Bisnis.com, JAKARTA -- PT Prodia Widyahusada Tbk. (PRDA) melalui sister companynya, PT Prodia StemCell Indonesia "ProSTEM", membangun laboratorium penelitian, pengolahan, dan penyimpanan sel punca terkemuka di Indonesia dengan menggelontorkan biaya Rp100 miliar untuk pembangunan gedung baru.
Gedung Advanced Cell Therapy Production Laboratory (ACT-PLab) tersebut telah dibangun untuk tahap pertama di Jl. Kramat VII No. 11-13, Senen, Jakarta Pusat dan diresmikan termasuk oleh Kementerian Kesehatan, dan Badan Pengawas Obat dan Makanan (BPOM).
ACT-PLab merupakan laboratorium yang dibangun untuk proses pengolahan sel punca, sel dan turunannya. Gedung tersebut dibangun di Pusat Kota Jakarta pada lahan seluas 2100 m2 untuk memenuhi permintaan pelanggan terkait sel punca dan sekretom yang terus meningkat setiap tahunnya.
Cynthia Retna Sartika, Direktur ProSTEM menuturkan kehadiran ACT-PLab ini akan memainkan peran penting dalam terapi regeneratif yang menjadi harapan besar dalam pengobatan penyakit-penyakit yang sulit diobati secara konvensional.

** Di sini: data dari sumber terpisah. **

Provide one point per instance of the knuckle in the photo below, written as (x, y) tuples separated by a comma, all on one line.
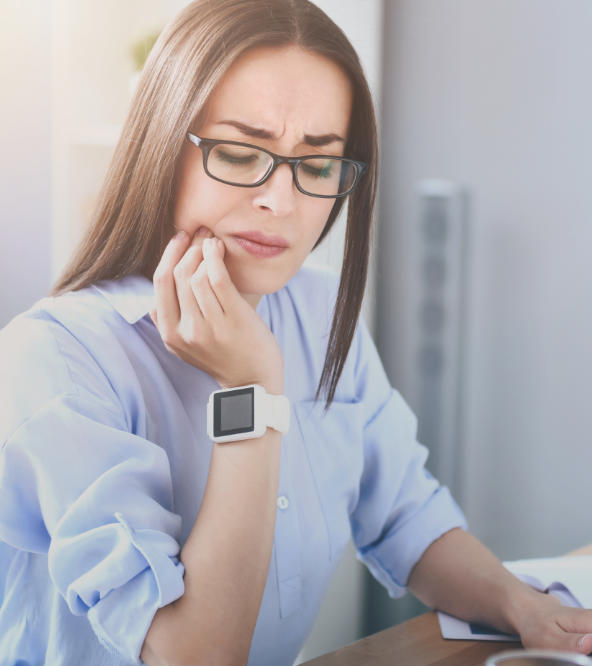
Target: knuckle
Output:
[(217, 280), (161, 276)]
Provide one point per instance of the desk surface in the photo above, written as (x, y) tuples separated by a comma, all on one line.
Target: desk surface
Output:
[(417, 642)]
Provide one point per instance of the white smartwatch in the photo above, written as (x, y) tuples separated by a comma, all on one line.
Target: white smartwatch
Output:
[(245, 412)]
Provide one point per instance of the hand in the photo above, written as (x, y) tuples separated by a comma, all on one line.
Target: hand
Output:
[(544, 623), (204, 320)]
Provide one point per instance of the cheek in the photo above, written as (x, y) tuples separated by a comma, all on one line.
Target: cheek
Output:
[(201, 200), (317, 217)]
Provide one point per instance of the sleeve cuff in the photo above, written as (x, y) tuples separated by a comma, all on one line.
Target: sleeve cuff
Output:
[(393, 558)]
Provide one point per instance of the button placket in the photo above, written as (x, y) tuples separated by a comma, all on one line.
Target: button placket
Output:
[(287, 541)]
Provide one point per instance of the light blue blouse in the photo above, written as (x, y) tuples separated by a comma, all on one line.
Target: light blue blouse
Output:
[(104, 459)]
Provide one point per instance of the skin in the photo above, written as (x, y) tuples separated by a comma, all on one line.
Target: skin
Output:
[(207, 288), (290, 93), (206, 291)]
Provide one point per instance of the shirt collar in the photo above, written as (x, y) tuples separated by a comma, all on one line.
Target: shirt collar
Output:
[(131, 296)]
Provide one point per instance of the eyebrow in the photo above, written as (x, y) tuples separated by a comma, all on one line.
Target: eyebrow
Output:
[(257, 133)]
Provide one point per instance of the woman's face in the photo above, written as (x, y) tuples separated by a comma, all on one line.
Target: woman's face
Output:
[(291, 102)]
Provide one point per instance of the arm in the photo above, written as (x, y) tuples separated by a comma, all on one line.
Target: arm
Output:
[(459, 575), (225, 567), (204, 320)]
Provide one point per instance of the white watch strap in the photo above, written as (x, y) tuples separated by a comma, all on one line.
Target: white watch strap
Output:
[(278, 412)]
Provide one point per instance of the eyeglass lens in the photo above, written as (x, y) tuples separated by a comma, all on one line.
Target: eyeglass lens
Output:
[(243, 165)]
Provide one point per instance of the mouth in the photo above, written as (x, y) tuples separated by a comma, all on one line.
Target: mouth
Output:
[(260, 244)]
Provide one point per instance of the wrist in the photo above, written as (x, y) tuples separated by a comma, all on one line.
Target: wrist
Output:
[(521, 600)]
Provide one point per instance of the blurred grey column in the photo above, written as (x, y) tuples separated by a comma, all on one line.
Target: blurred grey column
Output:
[(436, 285), (440, 275)]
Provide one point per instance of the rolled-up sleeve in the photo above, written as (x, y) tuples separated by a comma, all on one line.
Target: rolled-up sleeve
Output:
[(401, 508), (98, 500)]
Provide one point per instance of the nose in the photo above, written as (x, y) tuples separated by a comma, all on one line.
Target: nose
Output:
[(278, 193)]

"Hal ini merupakan komitmen ProSTEM dalam mendukung terlaksananya reformasi kesehatan khususnya reformasi teknologi kesehatan dan pelayanan rujukan melalui layanan terapi regeneratif menggunakan sel punca, sel, dan metabolitnya yang berkualitas, aman, dan memiliki efikasi," ujarnya dalam konferensi pers, Senin (11/12/2023).
Dr. Cynthia melanjutkan, hadirnya Advanced Cell Therapy Production Laboratory (ACT-PLab) ini diharapkan dapat memberikan kontribusi dalam reformasi kesehatan terutama dibidang teknologi pengobatan regeneratif untuk pasien dengan berbagai kondisi medis, seperti penyakit degeneratif seperti jantung, diabetes, stroke, osteoartritis dan gangguan lainnya.
"Terapi sel yang dilakukan melibatkan penggunaan sel- sel hidup untuk mengatasi sel-sel yang rusak atau gangguan dalam tubuh manusia. Hal ini diharapkan selain membangun kemandirian Indonesia di bidang pengobatan juga dapat meningkatkan harapan hidup manusia," imbuhnya.
Perusahaan yang telah dibentuk sejak 10 tahun lalu itu menelan dana Rp100 miliar untuk investasi selain untuk penelitian termasuk untuk membangun gedung fasiltas baru ini.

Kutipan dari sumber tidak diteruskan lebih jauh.